Two papers published in the May 19 issue of the New England Journal of Medicine suggest that a nonsurgical technique is safe and effective for treating people with aortic dissection, a condition that begins with a tear injury that progressively expands through the aorta, the large artery carrying blood from the heart to the rest of the body.

Aortic dissection is one of the most dangerous diseases of the aorta. In the U.S., about 10 to 20 cases per million people occur annually. If the condition is left untreated, 36 to 72 percent of patients die within 48 hours of diagnosis, and 62 to 91 percent die within one week.

The nonsurgical technique, catheter-delivered stent-graft placement, involves insertion of a wire mesh tube known as a stent to force open and maintain the opening of the blocked aorta.

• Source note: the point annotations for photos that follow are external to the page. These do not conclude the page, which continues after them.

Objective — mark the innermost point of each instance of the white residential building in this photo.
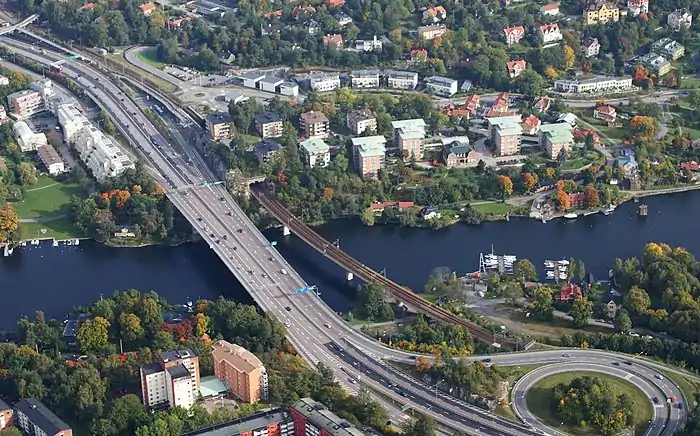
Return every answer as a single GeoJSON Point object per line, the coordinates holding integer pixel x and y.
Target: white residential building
{"type": "Point", "coordinates": [315, 152]}
{"type": "Point", "coordinates": [71, 121]}
{"type": "Point", "coordinates": [443, 86]}
{"type": "Point", "coordinates": [101, 154]}
{"type": "Point", "coordinates": [26, 138]}
{"type": "Point", "coordinates": [680, 19]}
{"type": "Point", "coordinates": [364, 78]}
{"type": "Point", "coordinates": [324, 82]}
{"type": "Point", "coordinates": [51, 160]}
{"type": "Point", "coordinates": [598, 84]}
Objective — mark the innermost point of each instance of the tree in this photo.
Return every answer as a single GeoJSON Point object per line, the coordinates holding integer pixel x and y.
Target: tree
{"type": "Point", "coordinates": [525, 270]}
{"type": "Point", "coordinates": [506, 185]}
{"type": "Point", "coordinates": [569, 57]}
{"type": "Point", "coordinates": [580, 312]}
{"type": "Point", "coordinates": [591, 195]}
{"type": "Point", "coordinates": [529, 181]}
{"type": "Point", "coordinates": [542, 307]}
{"type": "Point", "coordinates": [93, 334]}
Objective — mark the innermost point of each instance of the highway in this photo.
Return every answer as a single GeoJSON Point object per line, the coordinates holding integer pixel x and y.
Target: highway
{"type": "Point", "coordinates": [272, 282]}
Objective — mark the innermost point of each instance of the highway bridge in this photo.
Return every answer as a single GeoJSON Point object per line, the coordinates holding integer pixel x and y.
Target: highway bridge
{"type": "Point", "coordinates": [312, 327]}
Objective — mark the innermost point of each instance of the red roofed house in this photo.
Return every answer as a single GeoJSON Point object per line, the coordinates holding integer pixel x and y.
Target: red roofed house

Until now, people with aortic dissection have typically been treated with surgery or drugs. However, treatment is often followed by severe complications such as rupture of the aorta and death.

"This nonsurgical technique is currently being used in various medical centers to repair aortic dissections. However, these two studies are significant because they are the first to include a sizeable group of patients and to be conducted in a carefully-controlled, scientific manner with consistent collection of data and reporting of results," says Valentin Fuster, M.D., Ph.D., president of the American Heart Association and director of the Cardiovascular Institute, Mount Sinai Medical Center in New York City.

"In order to realize the full potential benefit of this nonsurgical technique for treating people with life-threatening aortic dissection, physicians must recognize the necessity of it being performed by a multidisciplinary team representing various medical specialties, including excellent imaging technology for visualizing the aorta," adds Fuster.

"Although the early results of the stent treatment are promising, the technique must be tested in additional, carefully controlled studies of larger population groups before it can become a recommended treatment for some types of aortic dissection," Fuster continued.